Use the above equation to get p1’ and p2’
Compare p1’ and p1, p2’ and p2, to get the reprojection error we need in both cameras

Now we have a function which will give us reprojection error for a given M2 matrix. Now lets see how we’ll use this reporjection error to optimize our M2

Optimization of M2

Now that we have a function which will give us reprojection error for any given M2, lets minimize this error by moving around our 3D points slightly such that our reprojection error (for all points cumulative) reduces

We do this using the scipy.optimize.minimize function

# just some repackaging/preprocessing to give x to rodriguesResidual
x0 = P_init.flatten()
x0 = np.append(x0, r2_0.flatten())
x0 = np.append(x0, t2_0.flatten())

# optimization step
x_opt, _ = scipy.optimize.minimze(rodriguesResidual, x0, args=(K1, M1, p1, K2, p2))

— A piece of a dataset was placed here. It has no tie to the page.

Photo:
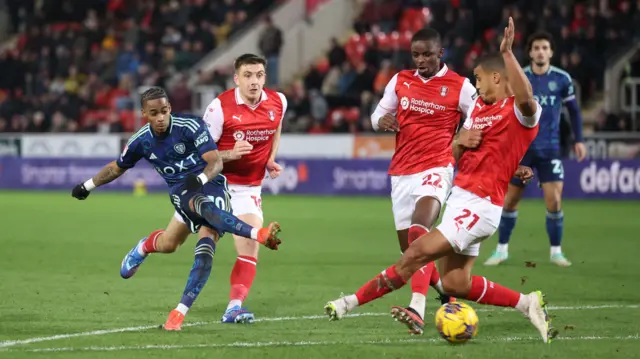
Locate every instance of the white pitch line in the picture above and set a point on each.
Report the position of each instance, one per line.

Finally our x_opt i.e x_optimal will have the correct rotation and translation of camera 2 and the corrected 3D points

'''
Q5.3 Bundle adjustment.
    Input:  K1, the intrinsics of camera 1
            M1, the extrinsics of camera 1
            p1, the 2D coordinates of points in image 1
            K2,  the intrinsics of camera 2
            M2_init, the initial extrinsics of camera 1 (get this from findM2)
            p2, the 2D coordinates of points in image 2
            P_init, the initial 3D coordinates of points (get this also from findM2)
    Output: M2, the optimized extrinsics of camera 1
            P2, the optimized 3D coordinates of points
            o1, the starting objective function value with the initial input
            o2, the ending objective function value after bundle adjustment

    Hints:
    (1) Use the scipy.optimize.minimize function to minimize the objective function, rodriguesResidual. 
        You can try different (method='..') in scipy.optimize.minimize for best results. 
'''
def bundleAdjustment(K1, M1, p1, K2, M2_init, p2, P_init):
    
    # given M2_init decompose it into R and t
    R2 = M2_init[:,0:3]
    t2 = M2_init[:,3]
    r2 = invRodrigues(R2)

    x_start = P_init.flatten()
    x_start = np.append(x_start, np.append(r2.flatten(), t2))

    obj_start = rodriguesResidual(x_start, K1, M1, p1, K2, p2)
    print("x_start shape is", x_start.shape)

    # optimization step
    from scipy.optimize import minimize
    x_optimized_obj = minimize(residual_norm, x_start, args=(K1, M1, p1, K2, p2), method='Powell')
    print("x_end shape is", x_optimized_obj.x.shape)
    x_optimized = x_optimized_obj.x

    obj_end = rodriguesResidual(x_optimized, K1, M1, p1, K2, p2)

    # recompute the M2 and P
    # decompose x
    P_final = x_optimized[0:-6]
    P_shape_req = int(P_final.shape[0]/3)
    P_final = np.reshape(P_final, newshape=(P_shape_req,3))
    
    r2_final = x_optimized[-6:-3]
    # reshape to 3x1 to feed to inverse rodrigues
    r2_final = r2_final.reshape(3,1)

    # reshape translation matrix to combine in transformation matrix
    t2_final = x_optimized[-3:].reshape(3,1)

    # compose the C2 matrix
    R2_final = rodrigues(r2_final)
    M2_final = np.hstack((R2_final, t2_final))
    
    return M2_final, P_final, obj_start, obj_end

Results on optimizing points after bundle adjustment

Final Pipeline Including RANSAC

if __name__ == "__main__":
              
    np.random.seed(1) #Added for testing, can be commented out

    some_corresp_noisy = np.load('data/some_corresp_noisy.npz') # Loading correspondences
    intrinsics = np.load('data/intrinsics.npz') # Loading the intrinscis of the camera
    K1, K2 = intrinsics['K1'], intrinsics['K2']
    noisy_pts1, noisy_pts2 = some_corresp_noisy['pts1'], some_corresp_noisy['pts2']
    im1 = plt.imread('data/im1.png')
    im2 = plt.imread('data/im2.png')

    templeCoords = np.load('data/templeCoords.npz')
    temple_pts1 = np.hstack([templeCoords["x1"], templeCoords["y1"]])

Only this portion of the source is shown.